In the above embodiment, the heating of the upper part of the shutter cleaner may be performed at any time during the process, but there is an aspect that increases the energy cost. When the process is performed separately from the substrate deposition process, deposition source shutter cleaning may be performed simultaneously or alternately in both deposition sources.

According to the present invention, materials deposited on the bottom surface of the deposition source shutter in the deposition type vacuum deposition apparatus may be removed by themselves during or between processes without dismantling the deposition chamber. Therefore, it is possible to increase the period of work in which the deposition chamber is opened and the vacuum film forming apparatus is to be maintained, thereby reducing the maintenance work cost and increasing the operating efficiency of the vacuum film forming apparatus.

According to another aspect of the present invention, it is possible to reduce defects caused by contamination of foreign matter on particles or deposition materials in the vacuum film forming apparatus.

1 is a side cross-sectional view showing an example of a deposition chamber configuration in which a conventional resistance heating vapor deposition method is performed;

FIG. 2 is an explanatory diagram showing a problem of a deposition source portion as shown in FIG. 1;

3 is a side sectional view showing a deposition chamber as a vacuum film forming apparatus according to an embodiment of the present invention;

FIG. 4 is a perspective explanatory view showing the manner in which the deposition source shutter enters and exits the deposition source shutter cleaner constituting the energy providing means and the collecting means in the embodiment of FIG.

* Explanation of symbols for the main parts of the drawings

1: first deposition source portion 2: second deposition source portion

10 chamber 20 substrate holder

30: substrate 40: main shutter

45: moving shaft 50: crucible

55: heater 60: deposition source shutter

70: rotation axis 80: deposition material

83: deposited film 120: (deposition source shutter cleaner) lower

121: inside 123: cooling line

130: (deposition source shutter cleaner) top 131: heating heater

140: evaporation source shutter cleaner 141: inlet

Claims (7)

In a deposition chamber into which a vacuum can be applied, Substrate holder; and A deposition source in which the deposition material is contained and heated; And A vacuum deposition apparatus comprising: a deposition source shutter capable of opening and closing an entrance of the deposition source by a position change means.
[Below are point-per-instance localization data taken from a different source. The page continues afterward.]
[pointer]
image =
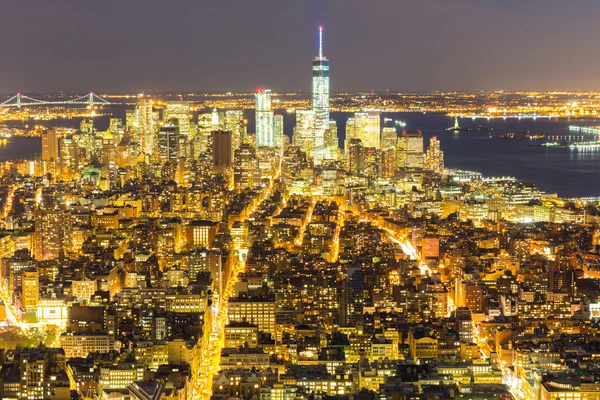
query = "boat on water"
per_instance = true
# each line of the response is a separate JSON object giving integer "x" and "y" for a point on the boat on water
{"x": 520, "y": 135}
{"x": 458, "y": 128}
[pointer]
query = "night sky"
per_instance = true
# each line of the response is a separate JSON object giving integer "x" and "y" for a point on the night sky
{"x": 238, "y": 45}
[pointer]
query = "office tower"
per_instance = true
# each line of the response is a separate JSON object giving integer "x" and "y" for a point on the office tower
{"x": 203, "y": 135}
{"x": 69, "y": 157}
{"x": 235, "y": 123}
{"x": 353, "y": 296}
{"x": 244, "y": 167}
{"x": 388, "y": 163}
{"x": 50, "y": 145}
{"x": 168, "y": 142}
{"x": 366, "y": 127}
{"x": 356, "y": 156}
{"x": 264, "y": 119}
{"x": 109, "y": 150}
{"x": 180, "y": 111}
{"x": 389, "y": 138}
{"x": 30, "y": 289}
{"x": 259, "y": 311}
{"x": 222, "y": 154}
{"x": 434, "y": 159}
{"x": 410, "y": 150}
{"x": 52, "y": 231}
{"x": 217, "y": 120}
{"x": 278, "y": 131}
{"x": 304, "y": 131}
{"x": 146, "y": 125}
{"x": 200, "y": 233}
{"x": 116, "y": 128}
{"x": 464, "y": 325}
{"x": 320, "y": 93}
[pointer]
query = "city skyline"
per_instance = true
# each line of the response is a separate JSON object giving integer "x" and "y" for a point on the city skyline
{"x": 460, "y": 45}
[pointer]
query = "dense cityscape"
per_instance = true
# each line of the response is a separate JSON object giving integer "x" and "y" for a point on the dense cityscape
{"x": 184, "y": 253}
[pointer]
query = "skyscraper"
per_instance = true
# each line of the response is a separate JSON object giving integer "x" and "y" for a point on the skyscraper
{"x": 168, "y": 142}
{"x": 264, "y": 119}
{"x": 180, "y": 110}
{"x": 50, "y": 145}
{"x": 146, "y": 125}
{"x": 304, "y": 132}
{"x": 320, "y": 93}
{"x": 278, "y": 131}
{"x": 366, "y": 127}
{"x": 222, "y": 154}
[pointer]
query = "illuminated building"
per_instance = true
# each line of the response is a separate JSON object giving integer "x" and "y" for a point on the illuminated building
{"x": 69, "y": 158}
{"x": 52, "y": 230}
{"x": 200, "y": 234}
{"x": 146, "y": 125}
{"x": 264, "y": 119}
{"x": 320, "y": 93}
{"x": 109, "y": 155}
{"x": 168, "y": 142}
{"x": 30, "y": 289}
{"x": 81, "y": 344}
{"x": 234, "y": 122}
{"x": 180, "y": 111}
{"x": 389, "y": 138}
{"x": 353, "y": 296}
{"x": 222, "y": 151}
{"x": 410, "y": 150}
{"x": 260, "y": 312}
{"x": 50, "y": 145}
{"x": 304, "y": 131}
{"x": 365, "y": 126}
{"x": 239, "y": 334}
{"x": 422, "y": 345}
{"x": 84, "y": 290}
{"x": 120, "y": 376}
{"x": 278, "y": 133}
{"x": 434, "y": 159}
{"x": 244, "y": 167}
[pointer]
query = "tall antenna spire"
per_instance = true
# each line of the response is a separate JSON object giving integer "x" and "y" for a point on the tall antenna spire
{"x": 320, "y": 42}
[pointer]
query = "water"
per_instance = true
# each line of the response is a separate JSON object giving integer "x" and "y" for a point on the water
{"x": 554, "y": 170}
Energy providing means for energizing the deposition source shutter to remove material deposited on the deposition source shutter when the deposition source shutter is in a position to open the deposition source by the position changing means; And a collecting means for collecting the material removed from the deposition source shutter. The method of claim 1, The deposition source is a vacuum film forming apparatus, characterized in that consisting of a crucible with a built-in heating heater. The method of claim 1, And the position change means is provided with a rotating shaft capable of fixing the deposition source shutter and rotating the lens at a predetermined angle. The method of claim 1, And said energy providing means comprises a heating heater positioned above said deposition source shutter when said deposition source shutter is in a position to open said deposition source by said position changing means. The method of claim 4, wherein And said collecting means comprises a container installed below said deposition source shutter in a position to open said deposition source. The method according to claim 1 or 5, And said collecting means comprises cooling means for cooling the inner surface of said collecting means. The method according to any one of claims 1 to 5, And a plurality of deposition sources, and a plurality of deposition source shutters are provided corresponding to the deposition sources.